It started like this...I bought a fence to take camping so we can let The White Ingrate hang out outside, without being tied up.
Once I got home, I proceeded carefully, nervous about the amount of fabric I had to work with. God forbid I'd have to go back and get more fabric. Not for the time, the drive, the gas, the expense, but for the embarrassment. I decided to first cut out the main panel, since it would be the largest bit of fabric I'd need to cut and if I made a mistake with it, I'd be history. I'd seen a few options for constructing the sides—cutting a front and back, cutting a side, back, and bottom panel, and adding a lining—but in the end I cut one piece for front, back, and bottom and decided on no lining. It's only for carrying a damned dog fence after all.
After that, things didn't go according to plan.
I needed enough fabric to make two, two-colored handles, a pocket, and a bottom reinforcement panel. (After looking at the way the handles were attached on a canvas Lands End bag I have, I saw that the best way to hide the bottoms of the handles was with a panel along the bottom, but also I thought it couldn't hurt to add some reinforcement.)

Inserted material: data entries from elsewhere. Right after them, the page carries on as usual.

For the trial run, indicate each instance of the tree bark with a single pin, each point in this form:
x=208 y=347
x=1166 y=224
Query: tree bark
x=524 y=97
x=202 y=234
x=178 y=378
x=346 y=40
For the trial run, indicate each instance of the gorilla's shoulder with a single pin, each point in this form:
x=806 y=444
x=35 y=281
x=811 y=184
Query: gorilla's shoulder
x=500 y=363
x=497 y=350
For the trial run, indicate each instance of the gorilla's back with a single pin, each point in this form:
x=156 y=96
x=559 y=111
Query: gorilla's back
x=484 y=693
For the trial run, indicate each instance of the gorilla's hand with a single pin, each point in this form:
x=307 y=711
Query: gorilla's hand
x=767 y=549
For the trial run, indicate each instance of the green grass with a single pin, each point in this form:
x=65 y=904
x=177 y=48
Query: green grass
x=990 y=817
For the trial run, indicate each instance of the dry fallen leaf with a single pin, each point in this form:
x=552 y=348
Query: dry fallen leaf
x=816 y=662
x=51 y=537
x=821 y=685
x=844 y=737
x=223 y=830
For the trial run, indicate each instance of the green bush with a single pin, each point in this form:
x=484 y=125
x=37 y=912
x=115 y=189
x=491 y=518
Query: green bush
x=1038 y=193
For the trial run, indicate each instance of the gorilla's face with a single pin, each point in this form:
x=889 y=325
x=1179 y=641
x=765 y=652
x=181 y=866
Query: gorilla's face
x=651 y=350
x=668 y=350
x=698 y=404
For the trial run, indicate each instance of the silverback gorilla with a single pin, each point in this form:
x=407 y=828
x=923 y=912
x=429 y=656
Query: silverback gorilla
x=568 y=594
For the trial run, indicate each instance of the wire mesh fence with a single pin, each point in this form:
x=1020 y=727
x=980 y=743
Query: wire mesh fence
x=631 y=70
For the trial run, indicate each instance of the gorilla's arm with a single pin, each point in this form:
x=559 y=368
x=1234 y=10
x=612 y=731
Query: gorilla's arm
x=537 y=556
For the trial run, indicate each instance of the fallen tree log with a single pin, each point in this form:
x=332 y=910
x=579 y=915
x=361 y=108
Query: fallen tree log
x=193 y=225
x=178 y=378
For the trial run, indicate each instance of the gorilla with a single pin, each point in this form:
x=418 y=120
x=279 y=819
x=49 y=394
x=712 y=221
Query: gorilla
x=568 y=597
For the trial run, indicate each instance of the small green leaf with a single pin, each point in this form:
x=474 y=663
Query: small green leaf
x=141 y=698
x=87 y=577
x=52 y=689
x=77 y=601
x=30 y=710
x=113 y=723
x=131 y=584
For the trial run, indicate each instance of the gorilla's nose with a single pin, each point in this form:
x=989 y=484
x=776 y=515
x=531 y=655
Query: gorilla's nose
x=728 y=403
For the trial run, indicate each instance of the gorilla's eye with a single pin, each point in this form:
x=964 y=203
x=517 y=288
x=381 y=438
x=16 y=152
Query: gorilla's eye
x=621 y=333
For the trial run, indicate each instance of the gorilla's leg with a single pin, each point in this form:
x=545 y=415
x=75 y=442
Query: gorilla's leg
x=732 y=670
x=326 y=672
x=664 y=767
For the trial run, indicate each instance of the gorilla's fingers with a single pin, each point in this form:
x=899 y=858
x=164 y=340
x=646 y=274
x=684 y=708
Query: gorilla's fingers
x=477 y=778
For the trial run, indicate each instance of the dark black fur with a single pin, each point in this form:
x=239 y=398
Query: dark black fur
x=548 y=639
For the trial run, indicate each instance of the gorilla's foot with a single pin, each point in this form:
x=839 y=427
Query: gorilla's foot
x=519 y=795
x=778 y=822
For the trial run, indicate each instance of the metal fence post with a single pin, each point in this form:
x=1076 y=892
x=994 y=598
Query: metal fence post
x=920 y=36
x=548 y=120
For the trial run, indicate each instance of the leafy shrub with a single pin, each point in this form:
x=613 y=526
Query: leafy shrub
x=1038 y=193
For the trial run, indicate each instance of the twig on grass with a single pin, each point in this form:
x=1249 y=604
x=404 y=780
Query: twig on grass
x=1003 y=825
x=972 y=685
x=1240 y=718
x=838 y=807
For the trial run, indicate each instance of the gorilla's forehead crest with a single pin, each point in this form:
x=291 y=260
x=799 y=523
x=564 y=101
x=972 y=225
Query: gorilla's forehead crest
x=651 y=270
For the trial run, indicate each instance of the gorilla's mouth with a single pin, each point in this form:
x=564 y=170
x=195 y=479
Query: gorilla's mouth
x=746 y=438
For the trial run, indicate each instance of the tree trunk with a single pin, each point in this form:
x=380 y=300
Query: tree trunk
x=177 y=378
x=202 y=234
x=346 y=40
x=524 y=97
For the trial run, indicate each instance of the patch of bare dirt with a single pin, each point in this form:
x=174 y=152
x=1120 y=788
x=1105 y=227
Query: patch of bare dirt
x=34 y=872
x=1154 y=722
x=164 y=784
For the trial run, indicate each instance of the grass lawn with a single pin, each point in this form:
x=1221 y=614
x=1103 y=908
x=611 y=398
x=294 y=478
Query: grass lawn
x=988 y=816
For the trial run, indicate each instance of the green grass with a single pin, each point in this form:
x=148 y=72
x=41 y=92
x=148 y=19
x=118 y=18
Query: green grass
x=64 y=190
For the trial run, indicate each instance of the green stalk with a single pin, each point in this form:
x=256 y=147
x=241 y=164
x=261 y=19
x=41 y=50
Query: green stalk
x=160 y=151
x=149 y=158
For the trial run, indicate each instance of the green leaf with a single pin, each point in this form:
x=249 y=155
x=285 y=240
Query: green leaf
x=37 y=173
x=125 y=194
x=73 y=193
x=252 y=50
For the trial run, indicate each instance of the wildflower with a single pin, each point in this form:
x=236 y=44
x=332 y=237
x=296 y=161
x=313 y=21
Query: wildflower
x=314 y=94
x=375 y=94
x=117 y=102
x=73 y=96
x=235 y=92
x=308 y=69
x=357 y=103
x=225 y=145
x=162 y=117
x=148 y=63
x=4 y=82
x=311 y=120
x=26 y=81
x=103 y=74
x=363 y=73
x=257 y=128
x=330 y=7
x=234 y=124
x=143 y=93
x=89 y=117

But after cutting out strips for the handles, I realized I had measured them wrong. I had measured the Lands End bag handles and then cut strips out of the red and white fabric. I realized they were too narrow after I had partially constructed the first strap: I had sewed a red and white strip together (to make the front and backs of the handles), folded in the ends, and then folded everything in half again. When I compared the would-be handle to the Lands End handle, mine was a quarter inch too narrow. That seems small, but it was enough to make a big difference in how the handle felt (the Lands End handle was just 1.25 inches wide). Fortunately, I compared before sewing the folded bits together permanently.
I remeasured the fabric that remained and had barely enough to cut new strips a little wider, though not as wide as I would have liked. But once the new strips were cut, the white fabric was gone and there was just a little strip of red left. I didn't have a big enough piece even for the pocket and definitely enough not for a bottom panel.
But...I had two very, very long red and white striped pieces and that one strip of red. While it's just a bag for carrying a damned dog fence, I wanted that panel and the pocket, so I spent more time than a neurally normal person might have spent reconstructing fabric. I sewed and ironed the red and white strips together and ended up with a reconstructed piece just big enough for the bottom.